Before the legislation, the average annual rate (APR) for a payday loan in Illinois was 297%, while auto title loans averaged an APR of around 179%, according to the Woodstock Institute, an organization which was part of a coalition formed in support of the legislation. Illinois residents pay $ 500 million a year in payday and securities lending fees, the fourth highest rate in the United States, the Woodstock Institute has calculated.

“Hundreds of community groups, civil rights organizations, religious leaders and others have joined the Legislative Black Caucus to push for historic reform,” Lisa Stifler, director of the Legislative Assembly, said Tuesday. state policy at CRL. “As the bill becomes law, Illinois joins the strong trend across the country of exceeding rate limits to stop predatory lending.”

But some organizations, including the Illinois Small Loan Association, have already expressed concern about the general nature of the bill and its potential to completely eliminate access to small consumer loans within the state.

Steve Brubaker, who lobbies for the organization, told a local Chicago news station that high APRs can be misleading because the average fees (including interest) for a typical two-week payday loan are about $ 15 for every $ 100 borrowed.

The Online Lenders Alliance said Tuesday it was disappointed Gov. Pritzker signed the law, saying it was a “bad bill” for residents of the state of Illinois.

“Now is not the time to reduce access to credit. Illinois consumers are struggling, and elected officials should strive to ensure all consumers have options for dealing with unforeseen or irregular expenses. Unfortunately, this bill eliminates many of those options for those who need them most, ”Alliance CEO Mary Jackson said Tuesday.

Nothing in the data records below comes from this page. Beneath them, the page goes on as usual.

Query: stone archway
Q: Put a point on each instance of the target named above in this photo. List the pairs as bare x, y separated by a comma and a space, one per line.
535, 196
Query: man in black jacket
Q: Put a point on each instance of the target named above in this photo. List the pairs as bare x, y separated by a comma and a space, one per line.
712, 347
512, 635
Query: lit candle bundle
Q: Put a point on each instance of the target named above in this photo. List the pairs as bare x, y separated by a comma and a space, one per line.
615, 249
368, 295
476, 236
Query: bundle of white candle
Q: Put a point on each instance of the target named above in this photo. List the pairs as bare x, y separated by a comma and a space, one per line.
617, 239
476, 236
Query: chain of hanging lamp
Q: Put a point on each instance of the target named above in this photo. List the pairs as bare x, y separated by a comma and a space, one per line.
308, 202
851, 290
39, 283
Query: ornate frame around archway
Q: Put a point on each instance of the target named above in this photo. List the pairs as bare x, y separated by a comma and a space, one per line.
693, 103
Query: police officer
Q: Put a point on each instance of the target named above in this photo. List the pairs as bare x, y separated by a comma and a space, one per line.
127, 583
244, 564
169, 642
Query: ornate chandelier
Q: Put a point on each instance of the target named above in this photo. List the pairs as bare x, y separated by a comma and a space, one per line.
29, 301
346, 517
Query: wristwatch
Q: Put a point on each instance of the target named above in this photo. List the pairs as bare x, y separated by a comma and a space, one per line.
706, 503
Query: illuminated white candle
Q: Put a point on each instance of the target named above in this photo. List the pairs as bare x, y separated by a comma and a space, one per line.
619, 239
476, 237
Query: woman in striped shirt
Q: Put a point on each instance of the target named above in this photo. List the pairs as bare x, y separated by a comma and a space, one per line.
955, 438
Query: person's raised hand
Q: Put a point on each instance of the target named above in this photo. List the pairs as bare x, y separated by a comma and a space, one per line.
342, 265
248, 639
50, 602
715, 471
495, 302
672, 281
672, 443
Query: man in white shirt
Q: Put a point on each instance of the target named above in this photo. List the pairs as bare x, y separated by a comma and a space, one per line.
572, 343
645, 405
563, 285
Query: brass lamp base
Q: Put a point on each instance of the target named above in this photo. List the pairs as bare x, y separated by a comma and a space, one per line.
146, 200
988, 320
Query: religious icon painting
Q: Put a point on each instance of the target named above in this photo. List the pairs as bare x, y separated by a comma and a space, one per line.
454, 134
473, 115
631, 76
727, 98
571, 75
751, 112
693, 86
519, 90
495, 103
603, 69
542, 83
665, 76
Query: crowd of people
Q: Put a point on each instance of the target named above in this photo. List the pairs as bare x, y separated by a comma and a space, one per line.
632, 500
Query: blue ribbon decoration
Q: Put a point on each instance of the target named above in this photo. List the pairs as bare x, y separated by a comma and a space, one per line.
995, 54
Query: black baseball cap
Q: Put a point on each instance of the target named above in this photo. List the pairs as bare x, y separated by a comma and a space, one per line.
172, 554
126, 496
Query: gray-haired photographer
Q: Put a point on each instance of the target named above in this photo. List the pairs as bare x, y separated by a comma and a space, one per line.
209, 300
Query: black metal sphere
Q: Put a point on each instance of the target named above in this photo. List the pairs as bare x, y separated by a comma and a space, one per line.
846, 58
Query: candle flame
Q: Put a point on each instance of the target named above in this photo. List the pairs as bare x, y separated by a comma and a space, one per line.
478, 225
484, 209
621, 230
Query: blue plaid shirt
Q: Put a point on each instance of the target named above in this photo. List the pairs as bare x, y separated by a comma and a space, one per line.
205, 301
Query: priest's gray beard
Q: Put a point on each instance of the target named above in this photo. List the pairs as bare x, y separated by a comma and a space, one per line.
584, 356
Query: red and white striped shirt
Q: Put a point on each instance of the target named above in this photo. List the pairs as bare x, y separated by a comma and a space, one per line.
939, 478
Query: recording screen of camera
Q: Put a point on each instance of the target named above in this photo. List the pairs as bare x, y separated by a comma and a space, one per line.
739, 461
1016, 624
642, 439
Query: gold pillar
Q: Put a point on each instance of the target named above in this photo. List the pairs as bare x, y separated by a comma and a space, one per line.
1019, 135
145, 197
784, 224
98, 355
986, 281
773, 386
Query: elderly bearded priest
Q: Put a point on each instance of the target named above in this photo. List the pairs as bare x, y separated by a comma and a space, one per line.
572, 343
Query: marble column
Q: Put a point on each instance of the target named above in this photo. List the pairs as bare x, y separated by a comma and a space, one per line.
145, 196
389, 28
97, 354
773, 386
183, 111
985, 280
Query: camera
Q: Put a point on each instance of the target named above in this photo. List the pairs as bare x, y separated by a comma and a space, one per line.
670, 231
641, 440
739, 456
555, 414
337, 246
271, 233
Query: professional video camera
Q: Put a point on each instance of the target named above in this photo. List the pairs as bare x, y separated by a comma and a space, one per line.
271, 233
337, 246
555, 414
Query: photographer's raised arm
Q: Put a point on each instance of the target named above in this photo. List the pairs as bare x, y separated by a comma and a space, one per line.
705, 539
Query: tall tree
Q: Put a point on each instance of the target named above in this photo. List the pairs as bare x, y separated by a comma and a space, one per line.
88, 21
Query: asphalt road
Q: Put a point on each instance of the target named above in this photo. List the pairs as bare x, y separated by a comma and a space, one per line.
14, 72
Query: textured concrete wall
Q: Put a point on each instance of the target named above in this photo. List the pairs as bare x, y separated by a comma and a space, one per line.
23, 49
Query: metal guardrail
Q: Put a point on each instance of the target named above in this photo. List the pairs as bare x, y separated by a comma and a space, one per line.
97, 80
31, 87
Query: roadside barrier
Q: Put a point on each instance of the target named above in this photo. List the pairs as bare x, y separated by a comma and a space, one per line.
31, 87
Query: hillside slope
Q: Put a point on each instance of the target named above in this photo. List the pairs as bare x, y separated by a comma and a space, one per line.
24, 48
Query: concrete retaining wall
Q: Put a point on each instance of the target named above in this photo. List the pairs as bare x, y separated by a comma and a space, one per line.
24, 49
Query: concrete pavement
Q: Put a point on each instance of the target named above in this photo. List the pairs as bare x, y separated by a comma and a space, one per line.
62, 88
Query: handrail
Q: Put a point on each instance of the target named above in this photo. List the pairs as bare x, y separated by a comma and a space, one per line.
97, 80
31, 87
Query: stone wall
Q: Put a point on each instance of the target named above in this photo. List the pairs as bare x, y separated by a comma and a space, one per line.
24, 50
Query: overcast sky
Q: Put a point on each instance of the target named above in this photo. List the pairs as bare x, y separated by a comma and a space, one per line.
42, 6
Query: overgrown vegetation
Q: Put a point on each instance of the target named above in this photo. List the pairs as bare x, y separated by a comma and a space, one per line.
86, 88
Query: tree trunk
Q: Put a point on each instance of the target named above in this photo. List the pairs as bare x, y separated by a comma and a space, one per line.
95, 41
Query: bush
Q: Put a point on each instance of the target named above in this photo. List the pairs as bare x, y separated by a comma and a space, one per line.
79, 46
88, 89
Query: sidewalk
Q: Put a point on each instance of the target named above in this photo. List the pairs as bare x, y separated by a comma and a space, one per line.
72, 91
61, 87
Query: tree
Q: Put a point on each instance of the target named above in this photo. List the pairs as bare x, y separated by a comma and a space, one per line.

Still, supporters of the bill say it can help limit predatory lending. More than 200 million Americans still live in states that allow payday loans without heavy restrictions, according to CRL. And these loans are easy to obtain. Typically, consumers simply need to enter a lender with valid ID, proof of income, and a bank account to get a payday loan. The balance on these types of loans is usually due two weeks later.

Yet high interest rates and short lead times can make these loans expensive and difficult to repay. Research by the Consumer Financial Protection Bureau has found that almost one in four payday loans are re-borrowed nine or more times. Additionally, borrowers take about five months to repay loans and cost them an average of $ 520 in finance charges, reports The Pew Charitable Trusts. This is in addition to the original loan amount.

Communities of color, in particular, are targeted by these types of high-cost loans, CRL reports. “As Covid continues to ravage these communities, ending predatory debt traps is critical,” Stifler said. “We must also pass federal reforms, to protect these state ceilings and extend the protections across the country.”